Schweinfurt

Für ein demokratisches, friedliches und solidarisches Europa

Für ein starkes Europaparlament warb das Bündnis "Schweinfurt ist bunt", das vor einem Rückfall in den Nationalismus durch Rechtspopulisten und Rechtsextreme warnt.
Mit der Kundgebung am Sonntag auf dem Marktplatz rief das Bündnis 'Schweinfurt ist bunt' zur Teilnahme an der Europawahl auf.
Mit der Kundgebung am Sonntag auf dem Marktplatz rief das Bündnis "Schweinfurt ist bunt" zur Teilnahme an der Europawahl auf. Foto: Gerd Landgraf

Das Bündnis für Demokratie und Toleranz "Schweinfurt ist bunt" hatte am Sonntag zur Kundgebung "1 Europa in Vielfalt vereint. Deine Stimme für Europas Zukunft – gegen Rassismus und Nationalismus" aufgerufen.

Deutschlandweit fanden am Sonntag in vielen Städten Veranstaltungen für ein solidarisches Europa und gegen Nationalisten, Rechtspopulisten und Rechtsextreme statt. Und so warb auch das Schweinfurer Bündnis, in dem sich mehr als 80 Partnerorganisationen unterschiedlicher Weltanschauung zusammengefunden haben, auf dem Schweinfurter Marktplatz für ein Europa, in dem Menschenverachtung und Rassismus keine Chance haben. 

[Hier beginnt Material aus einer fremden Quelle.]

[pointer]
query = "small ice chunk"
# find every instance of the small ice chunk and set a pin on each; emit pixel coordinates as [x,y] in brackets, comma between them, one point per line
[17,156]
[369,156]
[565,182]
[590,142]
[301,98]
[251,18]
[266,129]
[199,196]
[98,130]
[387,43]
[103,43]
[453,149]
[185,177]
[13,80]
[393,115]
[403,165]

Bündnissprecher Frank Firsching berichtete von den zeitgleichen Kundgebungen in deutschen Großstädten, in europäischen Hauptstädten und in Schweinfurt, wo etwa 300 Teilnehmer zur Kundgebung gekommen waren. Die Wahl am kommenden Sonntag ist für Firsching eine Richtungsentscheidung, bei der die Demokraten Europa nicht den Populisten überlassen dürften, also Abgeordneten, deren Ziel die Zerstörung der Union sei. Gebraucht werde jetzt ein starkes Parlament, das die Macht hat, Probleme wie die Klimakrise zu lösen.  

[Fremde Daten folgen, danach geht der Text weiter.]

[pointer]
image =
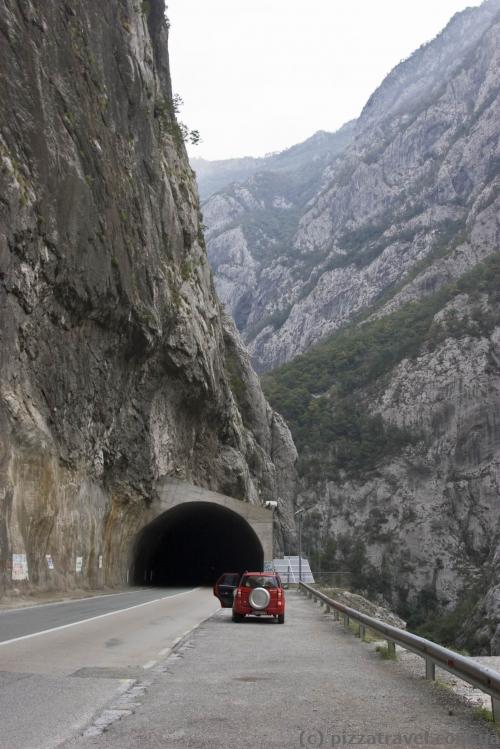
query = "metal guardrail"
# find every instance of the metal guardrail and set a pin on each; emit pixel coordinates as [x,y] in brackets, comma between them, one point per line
[434,655]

Das Rad der Geschichte nicht zurückdrehen

Eu-Abgeordnete Kerstin Westphal rief zum Kampf gegen die Nationalisten und gegen einen Rückfall in den Nationalismus auf. In über zehn Jahren habe sie in Brüssel und Straßburg erlebt, dass die Populisten die Einheit zerstören wollten – unsachlich und auch mit Menschenverachtung. Dabei eine nur der Hass auf Europa den "rechten Sumpf", der zurück in die Zeit vor über 70 Jahren führen wolle.  

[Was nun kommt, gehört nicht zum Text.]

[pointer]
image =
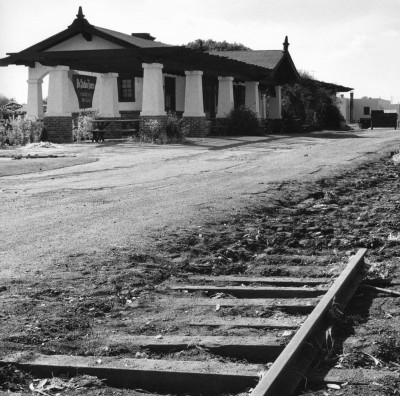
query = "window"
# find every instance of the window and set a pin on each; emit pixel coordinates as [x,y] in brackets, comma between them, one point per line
[126,89]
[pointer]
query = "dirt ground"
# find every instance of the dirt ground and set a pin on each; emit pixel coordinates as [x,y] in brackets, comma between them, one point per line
[85,301]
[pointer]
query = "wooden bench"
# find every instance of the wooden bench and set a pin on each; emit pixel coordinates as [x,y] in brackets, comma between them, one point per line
[97,134]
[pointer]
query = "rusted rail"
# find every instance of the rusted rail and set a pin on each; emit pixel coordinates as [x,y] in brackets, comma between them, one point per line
[285,374]
[286,294]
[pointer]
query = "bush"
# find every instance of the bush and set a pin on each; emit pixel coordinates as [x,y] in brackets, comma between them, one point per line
[151,131]
[310,103]
[21,131]
[176,130]
[243,121]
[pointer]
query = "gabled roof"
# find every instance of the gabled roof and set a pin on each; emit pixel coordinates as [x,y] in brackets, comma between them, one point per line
[132,40]
[130,51]
[264,58]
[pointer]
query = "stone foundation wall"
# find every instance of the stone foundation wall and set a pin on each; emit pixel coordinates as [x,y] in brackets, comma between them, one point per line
[130,113]
[197,126]
[58,129]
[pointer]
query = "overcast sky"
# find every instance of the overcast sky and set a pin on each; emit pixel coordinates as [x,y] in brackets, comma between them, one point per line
[349,42]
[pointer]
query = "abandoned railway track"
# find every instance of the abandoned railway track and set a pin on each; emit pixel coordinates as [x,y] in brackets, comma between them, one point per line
[219,308]
[301,311]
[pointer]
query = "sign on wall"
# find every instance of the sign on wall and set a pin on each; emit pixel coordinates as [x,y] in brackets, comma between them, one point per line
[84,87]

Westphal meinte, dass "Europa besser als sein Ruf" sei. Dass das Parlament bei der Entscheidungsfindung Zeit brauche, stimme, denn man höre zu und suche Kompromisse, die "in der Vielfalt einen" und Toleranz und Frieden garantieren würden. 

Für die Schweinfurter Jugend gingen Amy Zietlow (Fridays for  Future), Tobias Schleyer (IG Metall-Jugend) und Benedikt Kirchner (ev. Jugend) auf die Bühne. Diese forderten ein starkes Europa für den Kampf gegen den Klimawandel sowie ein starkes Europa, das sich gegen die Großmächte wehrt, die Flüchtlingsproblematik löst und Wirtschaftskrisen überwindet.

Grenzenloser Zusammenhalt

Bei einer weiteren und ebenfalls von Marietta Eder (stellvertretende Sprecherin von Schweinfurt ist bunt) moderierten Runde kamen Kommunalpolitiker verschiedener Parteien zu Wort. Sie forderten auf, genauer hinzuschauen. Die EU und das Parlament hätten viel bewirkt, und die für alle verbindlichen Vorgaben aus Brüssel würden schon heute das Tagesgeschäft in den Rathäusern für die freien und geeinten Europäer mitbestimmen. Für in fünf Jahren wünschten sich die Lokalpolitiker ein friedliches, menschliches und offenes Europa, das erfolgreich gegen den Klimawandel vorgegangen ist, das neue Formen der Mobilität umgesetzt hat und in dem die Bürger grenzenlos zusammenhalten.   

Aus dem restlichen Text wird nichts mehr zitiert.